Finding out you have a lung nodule can be upsetting. It is reassuring to know that most nodules are not cancerous—there are a variety of things that can cause a lung nodule, most of which are benign. The important thing is to obtain a definitive diagnosis and have a qualified medical team map out a care plan.
Lung nodules are typically discovered incidentally, often after a patient has a CT scan* or chest x-ray for another reason. Nodules can also be discovered during lung cancer screening. Patients who are not diagnosed at a comprehensive cancer center or during a cancer screening may not receive specific instructions on what to do next. So here is some quick information:
If you have a lung nodule:
- Understand that not all nodules are cancer.
- Most lung nodules are relatively small, non-cancerous masses. These can result from previous infections, inflammation, birth defects, or other causes.
- Symptoms such as wheezing, coughing or shortness of breath may be present, or you may have no symptoms at all.
- Discuss your diagnosis with your primary care provider who can be a great source of support.
- Nodules that are not cancerous can be followed closely by your primary care provider, but it is difficult to know which ones are cancer.
- Because diagnosis can be tricky, it’s important to go to a comprehensive cancer center where specialized pulmonologists can provide a rapid and accurate diagnosis of a lung nodules, as well as a second opinion.
How a diagnosis is made at Fox Chase:
- Patients who come to Fox Chase will be cared for by a multidisciplinary team.
- A CT scan is typically done to determine if the nodule is suspicious. A PET** scan and other studies will be done if needed.
- The care team will determine if a biopsy is needed to make an accurate diagnosis.
- A biopsy is done to get tissue to accurately characterize the nodule. Tiny pieces of tissue are sufficient to determine the tumor type and genetics, and to make a diagnosis.
- Fox Chase uses a new robotic bronchoscopy platform that allows us to reach formerly inaccessible areas of the lung with dexterity, vision, and control. Physicians visualize a 3-D version of the patient’s own lung anatomy throughout the procedure.

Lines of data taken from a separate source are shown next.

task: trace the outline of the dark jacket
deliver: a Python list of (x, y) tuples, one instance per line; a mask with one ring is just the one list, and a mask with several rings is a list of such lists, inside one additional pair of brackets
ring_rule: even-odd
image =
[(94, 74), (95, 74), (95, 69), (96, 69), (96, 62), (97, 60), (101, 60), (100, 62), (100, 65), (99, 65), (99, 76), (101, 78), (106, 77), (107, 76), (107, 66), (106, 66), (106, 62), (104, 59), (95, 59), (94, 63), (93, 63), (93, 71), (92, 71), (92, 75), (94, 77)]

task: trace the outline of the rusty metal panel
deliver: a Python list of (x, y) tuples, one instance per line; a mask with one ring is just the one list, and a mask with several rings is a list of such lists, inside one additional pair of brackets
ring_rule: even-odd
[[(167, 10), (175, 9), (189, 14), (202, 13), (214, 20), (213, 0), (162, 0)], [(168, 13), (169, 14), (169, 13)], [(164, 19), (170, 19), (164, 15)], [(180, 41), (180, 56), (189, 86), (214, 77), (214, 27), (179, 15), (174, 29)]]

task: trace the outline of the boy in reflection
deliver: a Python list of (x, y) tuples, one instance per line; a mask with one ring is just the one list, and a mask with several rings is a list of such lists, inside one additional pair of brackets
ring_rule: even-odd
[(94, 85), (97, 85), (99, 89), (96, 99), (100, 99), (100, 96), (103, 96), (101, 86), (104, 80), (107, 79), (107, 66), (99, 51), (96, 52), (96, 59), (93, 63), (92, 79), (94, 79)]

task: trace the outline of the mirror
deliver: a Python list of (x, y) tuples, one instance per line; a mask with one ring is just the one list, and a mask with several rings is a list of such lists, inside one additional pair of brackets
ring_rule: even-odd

What to expect from a lung biopsy:
- The entire procedure takes a few hours. Patients check in about one hour before their appointment to meet with the anesthesia staff, nurses, and pulmonologist.
- Anesthesia is administered prior to the procedure. Once the patient is asleep and comfortable, we proceed with bronchoscopy. The nodules and lymph nodes are viewed and very small samples of the nodule tissue are taken. Bronchoscopy itself takes about one hour.
- The patient is taken to recovery and monitored until they are awake and alert.
- Fox Chase pathologists analyze the nodule tissue and confirm a diagnosis. Results are typically available in a few days. If the nodule is cancer, analysis of the tissue will help the medical team choose the right therapy.
Patients with a History of Cancer
- Nodules found in the lung are carefully evaluated to see if they are a consequence of the original cancer or a new manifestation because the treatment choices can be very different.
- When patients have multiple cancers, it is important to know that we are treating the right cancer. We differentiate lung cancer and cancer metastasizing from other locations, and distinguish which cancers are active and which are not.
Why Choose Fox Chase?
- The medical teams at Fox Chase frequently see patients with lung nodules and are primed to provide the best care using the latest diagnostic and therapeutic options.
- We have the robotic navigation platform that combines a small, flexible endoscope with a navigational guide. This GPS-like guidance allows us to visualize and biopsy nodules that are inaccessible by traditional bronchoscopy.
- Fox Chase can help evaluate and guide anyone who has a lung nodule, whether or not they have a cancer diagnosis.
- A multidisciplinary care team is dedicated to take care of each patient. For patients with lung nodules, the team may include a medical oncologist, pulmonologist, and thoracic surgeon, as well as nursing staff and pathologists.
- Every case is reviewed and discussed by our multidisciplinary tumor board. This approach provides multiple second opinions at the same time to optimize the treatment plan.
- We help you get evaluated as soon as the next business day.